1. A recombinant Vibrio sp. DHG strain into which an expression cassette including a cimA3.7 gene represented by SEQ ID NO: 1 is introduced.

2. The strain of claim 1, wherein the expression cassette includes a Ptac promoter represented by SEQ ID NO: 3 and a 5′ UTR represented by SEQ ID NO: 4.

3. The strain of claim 2, wherein the expression cassette is introduced into a plasmid pACYC of a P15A replication origin.

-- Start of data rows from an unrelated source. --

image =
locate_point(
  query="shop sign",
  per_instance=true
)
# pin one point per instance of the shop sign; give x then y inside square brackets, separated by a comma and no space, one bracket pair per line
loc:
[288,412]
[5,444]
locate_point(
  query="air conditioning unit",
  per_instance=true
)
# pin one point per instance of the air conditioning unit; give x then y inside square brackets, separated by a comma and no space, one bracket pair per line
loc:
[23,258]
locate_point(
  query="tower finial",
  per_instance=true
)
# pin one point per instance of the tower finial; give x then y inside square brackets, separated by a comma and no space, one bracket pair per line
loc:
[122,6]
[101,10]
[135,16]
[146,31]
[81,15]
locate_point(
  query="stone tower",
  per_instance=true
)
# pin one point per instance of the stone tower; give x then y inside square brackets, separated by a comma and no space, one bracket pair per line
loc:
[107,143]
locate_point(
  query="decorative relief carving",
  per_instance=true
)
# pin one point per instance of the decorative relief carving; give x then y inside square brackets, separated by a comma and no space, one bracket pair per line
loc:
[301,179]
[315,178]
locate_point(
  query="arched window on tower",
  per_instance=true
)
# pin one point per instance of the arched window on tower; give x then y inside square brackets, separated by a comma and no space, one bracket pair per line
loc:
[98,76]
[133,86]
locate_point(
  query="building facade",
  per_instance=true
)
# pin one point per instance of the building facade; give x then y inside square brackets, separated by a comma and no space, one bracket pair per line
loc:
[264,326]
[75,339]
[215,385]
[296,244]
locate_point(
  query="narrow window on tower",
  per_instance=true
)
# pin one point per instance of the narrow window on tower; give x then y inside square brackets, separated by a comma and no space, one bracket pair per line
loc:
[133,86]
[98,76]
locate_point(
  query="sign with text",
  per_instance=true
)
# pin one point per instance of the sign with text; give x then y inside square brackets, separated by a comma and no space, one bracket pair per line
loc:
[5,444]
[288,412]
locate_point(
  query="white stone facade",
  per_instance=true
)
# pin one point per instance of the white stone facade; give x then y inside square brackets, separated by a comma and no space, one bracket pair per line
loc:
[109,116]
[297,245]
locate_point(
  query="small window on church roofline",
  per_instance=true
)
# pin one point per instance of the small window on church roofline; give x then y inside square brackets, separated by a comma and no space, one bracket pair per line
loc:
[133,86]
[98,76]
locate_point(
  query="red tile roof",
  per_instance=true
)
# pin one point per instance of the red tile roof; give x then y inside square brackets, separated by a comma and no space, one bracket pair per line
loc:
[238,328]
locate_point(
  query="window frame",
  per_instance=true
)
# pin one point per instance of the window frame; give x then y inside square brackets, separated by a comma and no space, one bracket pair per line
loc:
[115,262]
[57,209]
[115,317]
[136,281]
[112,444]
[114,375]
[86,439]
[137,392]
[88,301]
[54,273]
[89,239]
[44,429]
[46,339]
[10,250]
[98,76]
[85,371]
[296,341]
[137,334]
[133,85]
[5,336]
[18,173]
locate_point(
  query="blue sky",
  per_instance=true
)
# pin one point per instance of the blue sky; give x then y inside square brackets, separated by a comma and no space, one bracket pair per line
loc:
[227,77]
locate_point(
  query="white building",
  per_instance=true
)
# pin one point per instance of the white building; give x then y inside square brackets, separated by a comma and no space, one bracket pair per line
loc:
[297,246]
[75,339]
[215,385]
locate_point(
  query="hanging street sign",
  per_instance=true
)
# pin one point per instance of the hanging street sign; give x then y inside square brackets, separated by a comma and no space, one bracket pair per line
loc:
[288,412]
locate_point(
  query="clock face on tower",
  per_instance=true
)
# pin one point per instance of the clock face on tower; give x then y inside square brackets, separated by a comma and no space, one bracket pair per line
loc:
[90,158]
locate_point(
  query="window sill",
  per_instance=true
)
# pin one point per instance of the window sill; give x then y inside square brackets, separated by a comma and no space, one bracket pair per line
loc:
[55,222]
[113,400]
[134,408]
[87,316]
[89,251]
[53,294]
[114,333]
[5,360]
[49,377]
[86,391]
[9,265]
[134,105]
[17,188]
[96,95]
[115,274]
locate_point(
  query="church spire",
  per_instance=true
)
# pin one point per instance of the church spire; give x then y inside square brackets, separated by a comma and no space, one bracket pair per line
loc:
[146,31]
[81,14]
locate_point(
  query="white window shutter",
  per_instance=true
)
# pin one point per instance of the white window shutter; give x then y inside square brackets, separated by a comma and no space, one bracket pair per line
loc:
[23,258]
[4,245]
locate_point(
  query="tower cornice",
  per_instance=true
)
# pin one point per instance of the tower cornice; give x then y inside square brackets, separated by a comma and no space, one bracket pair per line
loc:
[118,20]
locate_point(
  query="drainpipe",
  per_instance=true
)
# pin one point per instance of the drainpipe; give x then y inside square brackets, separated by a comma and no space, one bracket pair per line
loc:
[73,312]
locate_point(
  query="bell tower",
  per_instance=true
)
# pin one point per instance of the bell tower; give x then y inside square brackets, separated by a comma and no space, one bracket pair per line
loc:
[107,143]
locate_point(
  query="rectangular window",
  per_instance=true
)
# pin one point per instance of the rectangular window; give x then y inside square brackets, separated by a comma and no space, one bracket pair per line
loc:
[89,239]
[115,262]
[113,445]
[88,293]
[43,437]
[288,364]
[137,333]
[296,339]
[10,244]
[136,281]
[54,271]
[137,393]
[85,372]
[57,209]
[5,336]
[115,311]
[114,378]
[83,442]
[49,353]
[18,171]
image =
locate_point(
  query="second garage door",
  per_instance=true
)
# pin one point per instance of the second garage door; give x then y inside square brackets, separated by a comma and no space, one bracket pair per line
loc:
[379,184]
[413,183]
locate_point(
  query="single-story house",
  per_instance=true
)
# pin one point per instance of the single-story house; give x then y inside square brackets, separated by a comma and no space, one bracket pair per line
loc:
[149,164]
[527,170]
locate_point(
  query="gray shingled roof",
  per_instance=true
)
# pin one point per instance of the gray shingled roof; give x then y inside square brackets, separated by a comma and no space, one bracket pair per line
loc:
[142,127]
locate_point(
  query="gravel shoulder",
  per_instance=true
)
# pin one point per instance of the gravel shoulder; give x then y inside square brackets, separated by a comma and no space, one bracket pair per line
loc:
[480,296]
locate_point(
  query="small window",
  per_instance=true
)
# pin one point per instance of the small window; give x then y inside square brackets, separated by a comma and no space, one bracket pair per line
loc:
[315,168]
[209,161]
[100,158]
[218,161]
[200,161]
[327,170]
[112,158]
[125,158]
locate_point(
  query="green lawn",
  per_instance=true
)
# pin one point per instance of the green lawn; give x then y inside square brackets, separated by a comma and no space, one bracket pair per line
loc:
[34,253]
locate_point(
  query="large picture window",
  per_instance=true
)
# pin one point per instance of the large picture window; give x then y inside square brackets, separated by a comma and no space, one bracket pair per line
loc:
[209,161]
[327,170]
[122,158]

4. The strain of claim 2, wherein the expression cassette is introduced into a plasmid pJUMP24-1A of a pRO1600/ColE1 mixed replication origin.

5. The strain of claim 4, wherein the strain is a strain from which at least gene or operon selected from the group consisting of a ldhA gene represented by SEQ ID NO: 5, a frdABCD operon represented by SEQ ID NOs: 6 to 9, an ackA-pta operon represented by SEQ ID NOs: 10 and 11, and a leuCD operon represented by SEQ ID NOs: 12 and 13 is deleted.

6. The strain of claim 4, wherein the strain is a strain from which a ldhA gene represented by SEQ ID NO: 5, a frdABCD operon represented by SEQ ID NOs: 6 to 9, an ackA-pta operon represented by SEQ ID NOs: 10 and 11, and a leuCD operon represented by SEQ ID NOs: 12 and 13 are deleted.

7. A method for producing citramalate comprising culturing the strain of claim 1.

8. A method for producing citramalate comprising culturing the strain of claim 2.

9. A method for producing citramalate comprising culturing the strain of claim 3.

10. A method for producing citramalate comprising culturing the strain of claim 4.

11. A method for producing citramalate comprising culturing the strain of claim 5.

12. A method for producing citramalate comprising culturing the strain of claim 6.

13. The strain of claim 7, wherein the carbon source of the medium includes alginate and mannitol.

14. The strain of claim 7, wherein the carbon source of the medium is brown microalgae.